By Rob Scott @robscott33 and Sam Meyerkopf @HoopLikeDrazen

Live from the Palacio de Deportes, Madrid, Spain

It happened again

Vassilis Spanoulis missed his first 10 shots. He made his last four. Every great story needs an arc, for the risen to first fall. The ball left his hands, fell through the net and another legend was created.

-RS

How did Olympiacos Win?

It’s one game with some many ebbs and flows that to pin point how a team won can be difficult.  But sometimes basketball comes down to certain players making big plays and just simply that.  And when we talk about players who make plays, year after year, Final Four after Final Four, there is one name that is always a constant: Vassilis Spanoulis.

Spanoulis was off all game.  He couldn’t make a shot or get much separation and his handle was sloppy.  Those off-balance step back jump shots were off and his quick drives to the basket were being thwarted by CSKA’s length. After one quarter, no fields goals.  After two quarters, no fields goals.  After three quarters, no fields goals.  Five minutes into the fourth quarter, no fields goals.  In the last three minutes and thirty five seconds of the game, three three-pointers and another pull-up jumper.
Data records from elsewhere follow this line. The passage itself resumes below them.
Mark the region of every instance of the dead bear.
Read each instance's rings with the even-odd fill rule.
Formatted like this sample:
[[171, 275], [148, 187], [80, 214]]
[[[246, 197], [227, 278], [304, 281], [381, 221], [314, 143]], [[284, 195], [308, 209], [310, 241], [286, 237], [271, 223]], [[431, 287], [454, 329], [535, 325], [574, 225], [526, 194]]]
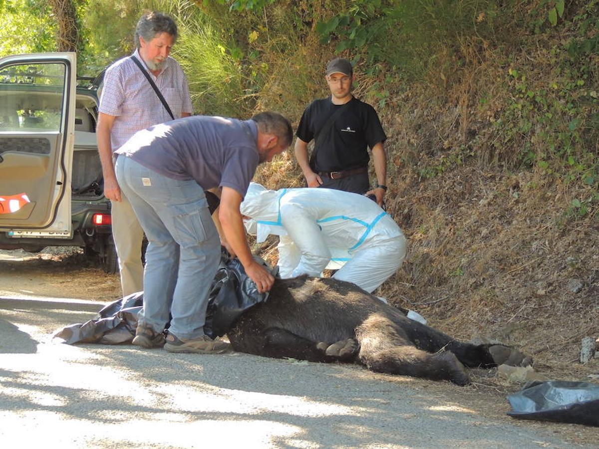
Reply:
[[470, 382], [465, 366], [531, 364], [507, 346], [457, 341], [353, 284], [307, 276], [276, 280], [268, 300], [242, 315], [227, 335], [240, 352], [356, 363], [460, 386]]

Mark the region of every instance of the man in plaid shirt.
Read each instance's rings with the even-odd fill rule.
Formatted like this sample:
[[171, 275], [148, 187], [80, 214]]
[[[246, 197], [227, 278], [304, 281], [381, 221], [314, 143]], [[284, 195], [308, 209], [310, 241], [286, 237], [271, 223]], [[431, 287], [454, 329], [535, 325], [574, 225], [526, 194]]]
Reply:
[[98, 150], [104, 180], [104, 196], [112, 203], [112, 232], [119, 256], [123, 296], [143, 290], [141, 244], [143, 230], [114, 174], [113, 153], [135, 132], [171, 120], [156, 92], [131, 59], [145, 67], [175, 119], [191, 115], [187, 80], [169, 53], [177, 39], [177, 25], [168, 16], [152, 12], [137, 23], [131, 57], [120, 59], [104, 75], [96, 129]]

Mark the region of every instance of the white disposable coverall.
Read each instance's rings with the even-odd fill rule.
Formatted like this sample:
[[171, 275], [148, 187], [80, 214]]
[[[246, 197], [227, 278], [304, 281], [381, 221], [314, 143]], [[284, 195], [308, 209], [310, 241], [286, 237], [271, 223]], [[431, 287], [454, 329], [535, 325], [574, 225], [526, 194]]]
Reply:
[[322, 188], [268, 190], [252, 183], [240, 210], [252, 219], [246, 220], [246, 228], [255, 229], [259, 242], [269, 234], [280, 236], [279, 274], [284, 278], [320, 276], [325, 268], [339, 268], [334, 278], [371, 293], [406, 257], [400, 227], [364, 195]]

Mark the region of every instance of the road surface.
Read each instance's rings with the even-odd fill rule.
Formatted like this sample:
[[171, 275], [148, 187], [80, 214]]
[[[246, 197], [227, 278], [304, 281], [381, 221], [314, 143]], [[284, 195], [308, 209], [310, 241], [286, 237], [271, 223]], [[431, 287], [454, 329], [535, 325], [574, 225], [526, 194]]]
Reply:
[[599, 436], [511, 418], [504, 396], [476, 386], [353, 365], [52, 341], [101, 306], [0, 298], [4, 447], [591, 447]]

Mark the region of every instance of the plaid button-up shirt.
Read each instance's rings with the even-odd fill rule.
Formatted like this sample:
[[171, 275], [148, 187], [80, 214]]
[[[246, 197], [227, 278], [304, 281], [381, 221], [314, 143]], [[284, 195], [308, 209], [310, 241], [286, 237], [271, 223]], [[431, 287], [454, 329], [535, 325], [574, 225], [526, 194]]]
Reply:
[[[133, 54], [145, 66], [138, 50]], [[181, 113], [192, 113], [187, 79], [177, 61], [167, 58], [164, 68], [158, 77], [149, 71], [147, 72], [176, 119], [180, 118]], [[171, 120], [146, 77], [129, 56], [106, 69], [99, 111], [116, 117], [110, 132], [113, 151], [137, 131]]]

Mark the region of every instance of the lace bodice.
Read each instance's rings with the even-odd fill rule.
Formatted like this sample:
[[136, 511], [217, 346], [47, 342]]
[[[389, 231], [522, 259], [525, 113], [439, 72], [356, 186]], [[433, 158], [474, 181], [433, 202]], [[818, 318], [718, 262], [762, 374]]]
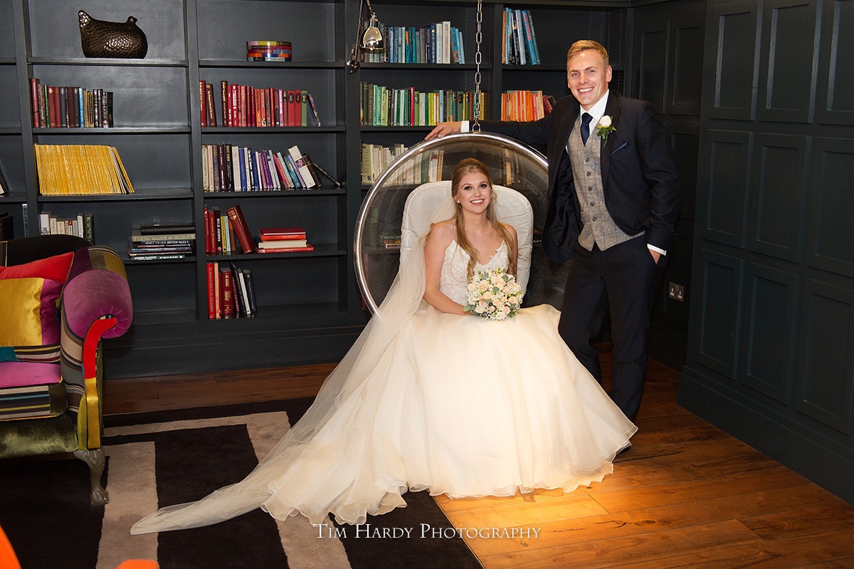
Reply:
[[[442, 273], [439, 275], [439, 290], [442, 294], [464, 306], [469, 296], [469, 254], [457, 244], [455, 239], [451, 241], [445, 249], [445, 260], [442, 263]], [[475, 265], [475, 271], [506, 269], [509, 264], [507, 244], [502, 242], [486, 264]]]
Olympiacos played sloppy most of the game, with the slashing ability of Georgios Printezis and Ioannis Papapetrou coming up huge offensively.  But it was always lingering, when will Kill Bill wake up, when will the guy who takes over, take over.

Then BANG he hits a three with three minutes and thirty five seconds left on the clock and everything falls into place.
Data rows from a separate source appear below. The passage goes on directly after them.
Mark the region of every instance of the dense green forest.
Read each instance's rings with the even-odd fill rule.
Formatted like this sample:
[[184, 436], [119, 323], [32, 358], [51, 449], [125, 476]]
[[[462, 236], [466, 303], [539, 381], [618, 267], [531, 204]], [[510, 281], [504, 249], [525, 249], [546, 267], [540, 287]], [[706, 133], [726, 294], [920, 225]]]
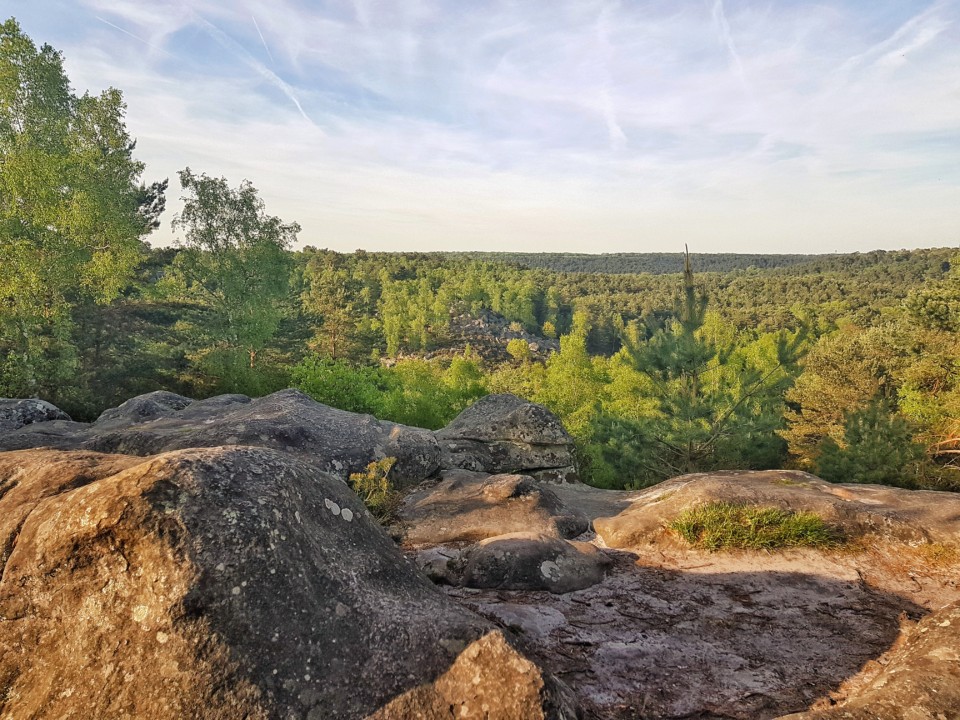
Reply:
[[[605, 275], [670, 275], [683, 263], [682, 253], [451, 253], [484, 262], [541, 268], [557, 272], [603, 273]], [[816, 261], [817, 255], [761, 255], [749, 253], [693, 254], [691, 260], [703, 272], [730, 272], [750, 268], [788, 267]]]
[[955, 249], [293, 250], [312, 239], [250, 182], [190, 168], [178, 245], [151, 248], [168, 183], [142, 180], [124, 110], [0, 26], [0, 395], [91, 420], [151, 390], [293, 385], [438, 428], [512, 392], [562, 418], [601, 486], [793, 466], [960, 489]]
Olympiacos closed the game with a very small and quick lineup.  They went with the three guards who already have rings on their finger including Evangelos Mantzaris and Kostas Sloukas with Spanoulis.  And up front they had two power forwards, Brent Petway and Printezis.  As Othello Hunter explained in his pre game interview to ELA, Olympiacos had to utilize their quickness in this game, and they did.

It didn’t matter that they were down nine points mid-way through the fourth quarter, with the floor spaced, Spanoulis went to work.  He hit another three to bring Olympiacos almost neck and neck with CSKA, and then crunch time happened.  With all the attention on him Spanoulis goes off the dribble with the defense shading him heavily for a three and nails a pull-up jumper with a little over a minute left.  That step back off-balance shot he is know for but wasn’t falling in the first 36 minutes of the game was on and Olympiacos had all their MOJO back.

With 30 seconds left and the game tied, everyone in the world knew who was getting the ball.  Spanoulis slowly rocked Nando De Colo near mid-court.  Tick, tick, tick. Crossover, crossover, crossover.  A hunter aiming the focus on his prey, getting ready to go in for the kill. He starts to head to his go-to spot where he has nailed those three shots, the right wing.  A couple quick jab steps and he tests De Colo, how far back will he really have to take this one from.  And then BAM! BOOM! BINGO!  Spanoulis steps back, off balanced and hammers down a three that sends Olympiacos to the Euroleague Championship game and CSKA’s season ends with a clutch play from the one, the only, God.  I mean Spanoulis.

-SM

How did CSKA Moscow Lose?

It’s easy to point to ghosts, to nerves, to the draining effect of finding the mental energy it must take to survive this kind of game. They lost for a number of reasons - too much ineffective ball-stopping from Milos Teodosic and Sonny Weems; indecision from Coach Dimitris Itoudis as he cycled Teodosic back and forth from the bench in the final three minutes; Losing the ball at halfcourt after Sloukas left the door open with a missed free throw. Itoudis said after the game that we should talk not about the last play but the first 39:55. But mainly they lost because Spanoulis is one of the rare players in world basketball who can dribble out the shot clock with 20,000 people knowing he’ll take the shot, and make it. Vorontsevich and De Colo both played pretty textbook one-on-one defense, left on what has to be the most terrifying island in Euroleague history. Lord of the Flies with only two left standing. Spanoulis going in for the kill has become a self-fulfilling prophecy. The frequency of his heroism has become almost cliché.

When CSKA had the upper hand, as they did for more or less three quarters without ever pulling into a comfortable lead, the word to describe it was ‘bigness’ - a combination of length, height and shrinking the court, filling passing lanes and trapping Olympiacos ball handlers in places they didn’t want to be. They suffocated Spanoulis on the drive, forcing him into bodies that sealed off the paint. They forced passes into spots where Aaron Jackson was waiting, and he picked up a Final Four record seven steals. These all sound like reasons why they could win the game, and if it wasn’t for some Hollywood shotmaking by you-know-who, they would have.

We talked all year about ‘the new CSKA’, freed from the prison of the past few years’ failures. When it came down to it though, they put the game in the hands of Sonny Weems. As Itoudis said, the game is about more than one single play. Weems tied the game in the final minute, but in the preceding ones he dribbled the CSKA offense into the same familiar black hole.